L’invincibile estate di Liliana non è un romanzo, ma un memoir corale e polifonico, dove Cristina Rivera Garza raccoglie le testimonianze e i ricordi di chi aveva conosciuto Liliana, intessendole in un gigantesco affresco. Tutto ha inizio e fine il 16 luglio1990, quando a Città del Messico, Liliana, studentessa ventenne di architettura, fu vittima di un femminidicio. Ormai da tre anni cercava di porre fine alla relazione che intratteneva con Àngel Gonzáles Ramos. Ma lui non la lasciava in pace, la perseguitava, pagava delle persone perché la sorvegliassero.

L'invincibile estate di Liliana

Nell’estate 1990 Liliana prese la decisione definitiva. Si sarebbe laureata in architettura, avrebbe fatto un master, si sarebbe trasferita a Londra e avrebbe lasciato Àngel. Aveva letto Camus e aveva imparato che nel cuore dell’inverno in lei c’era un’invincibile estate. Ma Àngel Gonzáles Ramos non l’ha permesso. Il corpo di Liliana, soffocata e violentata, è stato trovato nel suo letto. L’assassino sparito nel nulla.

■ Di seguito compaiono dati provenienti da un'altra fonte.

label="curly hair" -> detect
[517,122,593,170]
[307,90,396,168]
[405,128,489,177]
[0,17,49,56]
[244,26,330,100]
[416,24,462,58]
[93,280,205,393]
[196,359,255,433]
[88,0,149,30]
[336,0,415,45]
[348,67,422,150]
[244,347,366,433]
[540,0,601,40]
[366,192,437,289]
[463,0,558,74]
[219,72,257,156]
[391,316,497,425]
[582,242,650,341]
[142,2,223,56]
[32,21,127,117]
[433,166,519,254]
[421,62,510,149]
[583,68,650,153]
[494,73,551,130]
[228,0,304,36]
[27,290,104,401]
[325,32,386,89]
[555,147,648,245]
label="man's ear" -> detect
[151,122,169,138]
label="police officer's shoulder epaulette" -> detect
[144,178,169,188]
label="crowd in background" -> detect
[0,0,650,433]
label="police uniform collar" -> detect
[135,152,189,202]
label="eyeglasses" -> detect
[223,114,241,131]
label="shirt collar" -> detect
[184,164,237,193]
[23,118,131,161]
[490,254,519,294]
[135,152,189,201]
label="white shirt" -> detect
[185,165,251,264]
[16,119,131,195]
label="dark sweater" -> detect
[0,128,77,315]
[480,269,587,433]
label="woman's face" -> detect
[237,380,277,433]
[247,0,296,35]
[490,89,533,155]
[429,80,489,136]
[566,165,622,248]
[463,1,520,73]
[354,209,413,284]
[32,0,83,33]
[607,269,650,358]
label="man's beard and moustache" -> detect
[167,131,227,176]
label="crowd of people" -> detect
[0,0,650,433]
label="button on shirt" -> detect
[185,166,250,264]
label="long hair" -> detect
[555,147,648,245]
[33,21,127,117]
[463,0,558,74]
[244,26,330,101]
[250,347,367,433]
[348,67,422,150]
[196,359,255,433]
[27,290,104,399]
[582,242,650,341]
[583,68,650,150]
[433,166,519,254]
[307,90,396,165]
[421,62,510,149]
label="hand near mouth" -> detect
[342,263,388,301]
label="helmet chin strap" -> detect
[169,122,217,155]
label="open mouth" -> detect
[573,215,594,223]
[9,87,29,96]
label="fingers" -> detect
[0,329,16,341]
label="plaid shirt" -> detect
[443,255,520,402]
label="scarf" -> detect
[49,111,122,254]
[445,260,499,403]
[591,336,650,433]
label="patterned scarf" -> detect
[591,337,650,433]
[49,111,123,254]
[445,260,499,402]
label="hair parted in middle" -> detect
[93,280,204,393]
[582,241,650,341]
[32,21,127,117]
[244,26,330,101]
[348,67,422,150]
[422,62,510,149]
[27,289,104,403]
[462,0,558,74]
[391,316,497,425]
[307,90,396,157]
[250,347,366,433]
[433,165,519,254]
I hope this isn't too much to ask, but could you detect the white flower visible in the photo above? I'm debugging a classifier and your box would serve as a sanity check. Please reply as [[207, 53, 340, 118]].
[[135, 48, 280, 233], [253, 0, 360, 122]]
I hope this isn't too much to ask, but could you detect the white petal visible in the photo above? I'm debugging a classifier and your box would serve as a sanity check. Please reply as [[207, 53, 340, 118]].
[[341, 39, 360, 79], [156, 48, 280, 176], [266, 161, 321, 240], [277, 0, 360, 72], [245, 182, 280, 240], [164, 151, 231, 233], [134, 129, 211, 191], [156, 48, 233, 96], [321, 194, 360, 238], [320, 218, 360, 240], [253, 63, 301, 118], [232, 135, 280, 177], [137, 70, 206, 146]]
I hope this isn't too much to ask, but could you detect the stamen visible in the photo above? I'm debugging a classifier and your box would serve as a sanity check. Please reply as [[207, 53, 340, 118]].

Trent’anni dopo Cristina Rivera Garza è pronta a ricostruire la storia della sorella. Partendo dalle carte della polizia, dai ricordi di amici e famigliari, ha costruito un quadro particolare e universale. Perché la storia di Liliana è la storia di tante donne.

L'invincibile estate di Liliana

In Messico ogni giorno sette donne sono vittime di femminicidio (in Italia una ogni tre giorni). Vittime di mentalità arretrata, di una società maschilista e patriarcale, di un sistema corrotto e violento. Infatti Liliana ha subito una doppia violenza, quella del suo assassino e quella del sistema di polizia che ha chiesto un contributo economico (che la famiglia non poteva sostenere) per proseguire con le indagini.

L’invincibile estate di Liliana racconta di un caso risolto, perché non ci sono dubbi sul nome dell’assassino, ma in cui la vittima non ha mai avuto giustizia. Da leggere alternando la lettura con l’ascolto del podcast Dove nessuno guarda, in cui Pablo Trincia racconta il caso simile e tutto italiano di Elisa Claps.